- Born: James Ramsbottom c. 1828 Dover, New Hampshire
- Died: January 5, 1867 (aged 38–39)
- Place of burial: Rochester, New Hampshire
- Allegiance: United States
- Branch: United States Navy
- Rank: Ordinary Seaman
- Unit: USS Hartford
- Conflicts: American Civil War • Battle of Mobile Bay
- Awards: Medal of Honor

= Charles Melville =

Union Navy sailor in the American Civil War

Charles Melville (c. 1828 – January 5, 1867) was a Union Navy sailor in the American Civil War and a recipient of the U.S. military's highest decoration, the Medal of Honor, for his actions at the Battle of Mobile Bay.

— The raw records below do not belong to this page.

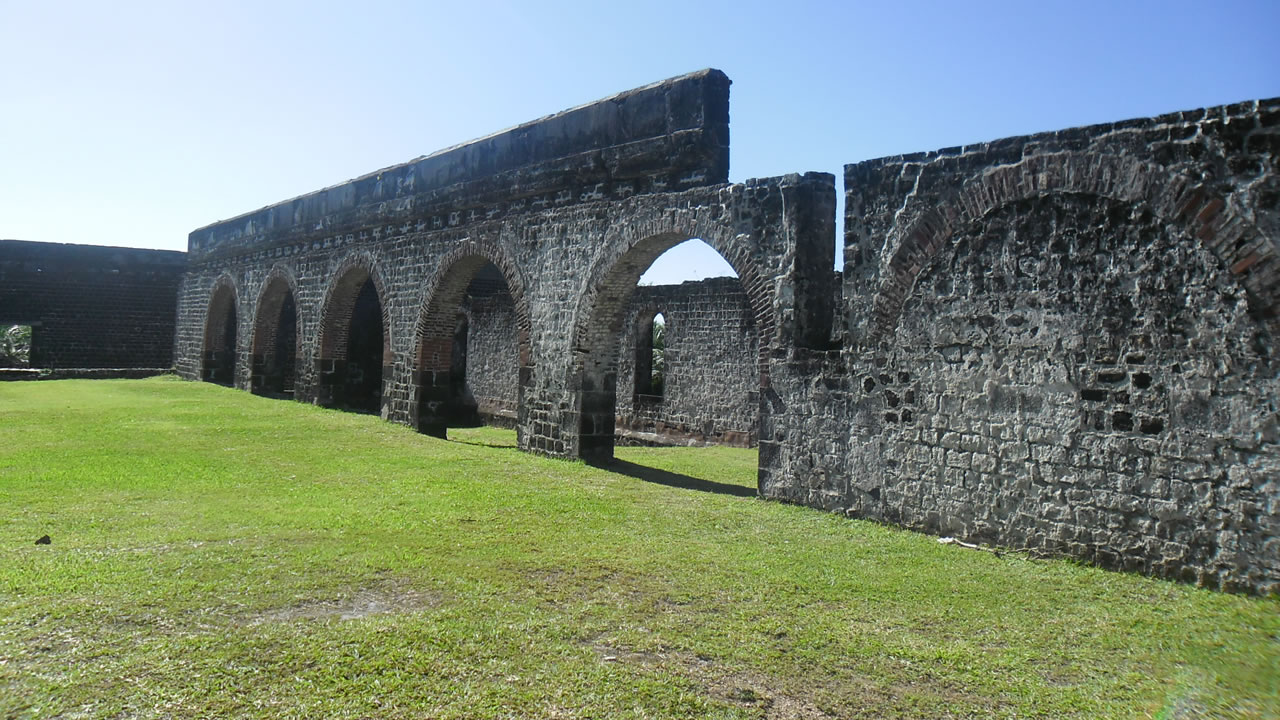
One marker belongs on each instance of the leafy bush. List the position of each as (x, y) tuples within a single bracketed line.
[(16, 346)]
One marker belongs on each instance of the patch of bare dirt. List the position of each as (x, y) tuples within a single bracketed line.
[(361, 604), (741, 688)]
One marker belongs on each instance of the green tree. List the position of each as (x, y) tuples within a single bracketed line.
[(658, 367), (16, 346)]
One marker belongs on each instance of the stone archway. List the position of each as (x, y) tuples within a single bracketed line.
[(353, 356), (439, 392), (220, 335), (277, 336), (1194, 212), (602, 313)]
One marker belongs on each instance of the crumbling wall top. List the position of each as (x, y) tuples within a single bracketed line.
[(671, 135)]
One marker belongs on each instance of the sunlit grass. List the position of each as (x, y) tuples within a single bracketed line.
[(216, 554)]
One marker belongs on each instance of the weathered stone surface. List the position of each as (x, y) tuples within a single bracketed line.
[(91, 306), (712, 388), (1061, 342), (567, 258)]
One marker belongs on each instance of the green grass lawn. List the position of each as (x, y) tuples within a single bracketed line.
[(220, 555)]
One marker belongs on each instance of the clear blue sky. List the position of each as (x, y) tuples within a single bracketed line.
[(133, 123)]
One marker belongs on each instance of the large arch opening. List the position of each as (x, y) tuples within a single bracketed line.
[(711, 369), (275, 341), (355, 345), (472, 358), (220, 323)]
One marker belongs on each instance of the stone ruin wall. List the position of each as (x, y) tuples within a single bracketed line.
[(713, 384), (712, 367), (1060, 342), (91, 308)]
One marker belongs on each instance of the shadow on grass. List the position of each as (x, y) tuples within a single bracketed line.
[(478, 443), (673, 479)]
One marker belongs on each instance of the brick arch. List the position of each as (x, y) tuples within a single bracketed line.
[(1176, 200), (437, 323), (222, 333), (279, 291), (336, 315), (627, 253), (339, 300)]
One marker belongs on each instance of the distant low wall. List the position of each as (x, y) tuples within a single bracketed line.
[(91, 306)]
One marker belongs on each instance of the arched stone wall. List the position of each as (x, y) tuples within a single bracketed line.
[(1198, 214), (222, 333), (612, 279), (437, 323), (333, 369), (274, 359)]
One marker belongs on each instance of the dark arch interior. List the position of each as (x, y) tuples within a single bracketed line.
[(275, 343), (650, 358), (219, 361), (365, 341), (600, 340), (472, 311), (355, 347)]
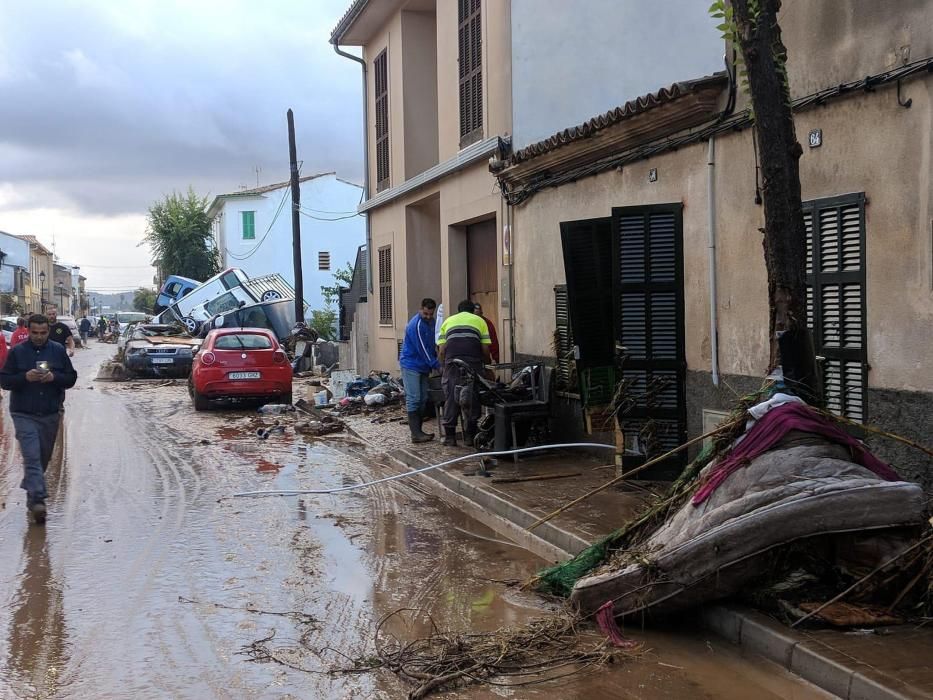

Born in about 1828 in Dover, New Hampshire, Melville's birth name was James Ramsbottom. He joined the Navy from his hometown of Dover and served during the Civil War as an ordinary seaman on Admiral David Farragut's flagship, the . At the Battle of Mobile Bay on August 5, 1864, he was wounded by an artillery shell but returned to his post manning one of Hartford's guns for the remainder of the battle. For this action, he was awarded the Medal of Honor four months later, on December 31, 1864.

Melville's official Medal of Honor citation reads:
On board the flagship U.S.S. Hartford during action against rebel gunboats, the ram Tennessee, and Fort Morgan in Mobile Bay, 5 August 1864. Wounded and taken below to the surgeon when a shell burst between the two forward 9-inch guns, killing and wounding 15 men, Melville promptly returned to his gun on the deck and, although scarcely able to stand, refused to go below and continued to man his post throughout the remainder of the action resulting in the capture of the rebel ram Tennessee.

Melville died on January 5, 1867, at age 38 or 39 and was buried in Rochester, New Hampshire. His Medal of Honor is held by the National Museum of the United States Navy in Washington, D.C.